The Funding for Lending Scheme (FLS) saw the amount of cash lent to small firms by banks and other lenders drop £128 million.

John Longworth, director general at the British Chambers of Commerce (BCC), said he was frustrated that overall FLS lending to SMEs continues to fall.

“While larger companies continue to access the finance they need, the door often remains closed for young, high-growth firms – stunting the growth prospects of the very businesses we need to help secure our economic future,” Longworth said.

However, the decline was an improvement on the previous quarter, when lending to small and medium-sized businesses fell by £435m.

For the latest period, total business lending by banks and building societies using FLS fell £2.4 billion – compared with £3.9bn in the previous quarter.
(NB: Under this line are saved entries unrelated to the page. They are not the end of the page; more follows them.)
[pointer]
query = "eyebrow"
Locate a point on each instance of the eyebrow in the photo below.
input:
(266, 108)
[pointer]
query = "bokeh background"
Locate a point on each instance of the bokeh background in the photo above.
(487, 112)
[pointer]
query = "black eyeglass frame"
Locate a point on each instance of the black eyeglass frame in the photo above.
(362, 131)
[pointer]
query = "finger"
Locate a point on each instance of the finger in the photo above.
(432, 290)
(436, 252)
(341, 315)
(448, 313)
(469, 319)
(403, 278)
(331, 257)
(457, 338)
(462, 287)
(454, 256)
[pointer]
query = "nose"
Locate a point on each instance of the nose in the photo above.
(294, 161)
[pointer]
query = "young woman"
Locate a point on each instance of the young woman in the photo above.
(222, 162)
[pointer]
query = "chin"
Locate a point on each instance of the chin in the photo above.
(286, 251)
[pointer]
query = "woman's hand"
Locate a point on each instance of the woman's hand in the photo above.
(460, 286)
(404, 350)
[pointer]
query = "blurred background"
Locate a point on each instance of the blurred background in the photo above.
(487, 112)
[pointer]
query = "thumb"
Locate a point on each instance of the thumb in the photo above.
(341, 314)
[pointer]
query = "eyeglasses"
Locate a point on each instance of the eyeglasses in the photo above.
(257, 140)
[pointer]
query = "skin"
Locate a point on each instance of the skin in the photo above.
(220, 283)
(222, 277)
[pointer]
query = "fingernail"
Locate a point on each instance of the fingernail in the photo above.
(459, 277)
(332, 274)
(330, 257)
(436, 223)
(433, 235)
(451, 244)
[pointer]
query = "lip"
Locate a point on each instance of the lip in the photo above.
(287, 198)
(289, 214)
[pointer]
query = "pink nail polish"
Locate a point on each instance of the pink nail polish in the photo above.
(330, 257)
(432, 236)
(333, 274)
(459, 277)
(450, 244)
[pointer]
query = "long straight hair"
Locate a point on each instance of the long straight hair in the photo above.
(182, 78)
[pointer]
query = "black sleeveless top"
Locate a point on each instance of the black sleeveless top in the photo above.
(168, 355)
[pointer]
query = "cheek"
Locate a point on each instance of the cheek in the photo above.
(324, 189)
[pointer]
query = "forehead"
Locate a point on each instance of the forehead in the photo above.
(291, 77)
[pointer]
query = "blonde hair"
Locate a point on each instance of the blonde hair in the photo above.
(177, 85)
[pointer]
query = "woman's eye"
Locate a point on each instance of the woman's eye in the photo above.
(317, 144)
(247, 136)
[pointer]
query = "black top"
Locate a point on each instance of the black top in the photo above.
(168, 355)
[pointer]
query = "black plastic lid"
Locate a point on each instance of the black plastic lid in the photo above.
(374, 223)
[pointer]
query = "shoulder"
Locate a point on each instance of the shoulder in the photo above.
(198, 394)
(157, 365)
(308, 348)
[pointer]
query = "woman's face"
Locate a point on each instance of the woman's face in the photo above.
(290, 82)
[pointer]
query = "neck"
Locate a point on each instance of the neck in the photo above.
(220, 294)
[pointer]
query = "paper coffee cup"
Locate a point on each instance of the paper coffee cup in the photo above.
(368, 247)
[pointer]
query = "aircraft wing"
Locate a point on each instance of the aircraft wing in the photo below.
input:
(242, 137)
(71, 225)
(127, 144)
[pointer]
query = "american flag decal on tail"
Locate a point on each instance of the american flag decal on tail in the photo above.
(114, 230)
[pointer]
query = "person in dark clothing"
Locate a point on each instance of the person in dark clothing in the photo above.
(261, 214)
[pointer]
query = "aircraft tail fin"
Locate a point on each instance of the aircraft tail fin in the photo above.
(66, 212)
The bulk of this decline was in lending to large corporations by Royal Bank of Scotland (RBS) and Lloyds Banking Group, both partly taxpayer-controlled, following a run-off of non-core parts of their operations.

Lloyds bucked the trend in the small business arena, where its net lending rose £304m in the quarter, and by £1.2bn in the first nine months of the year.

RBS’s net lending to SMEs fall by £165m amid an overall drop in its business lending of £1.4bn. Santander achieved the biggest rise in overall lending with growth of £332m, including £107m to small businesses. Aldermore’s SME growth was £73m.

FLS was launched in 2012, giving banks and building societies access to cheap finance in return for lending to households and businesses.

Changes announced by Bank of England governor Mark Carney last November, which fully came into place from the end of January 2014, meant the scheme would no longer apply to household loans, amid fears of an overheating housing market.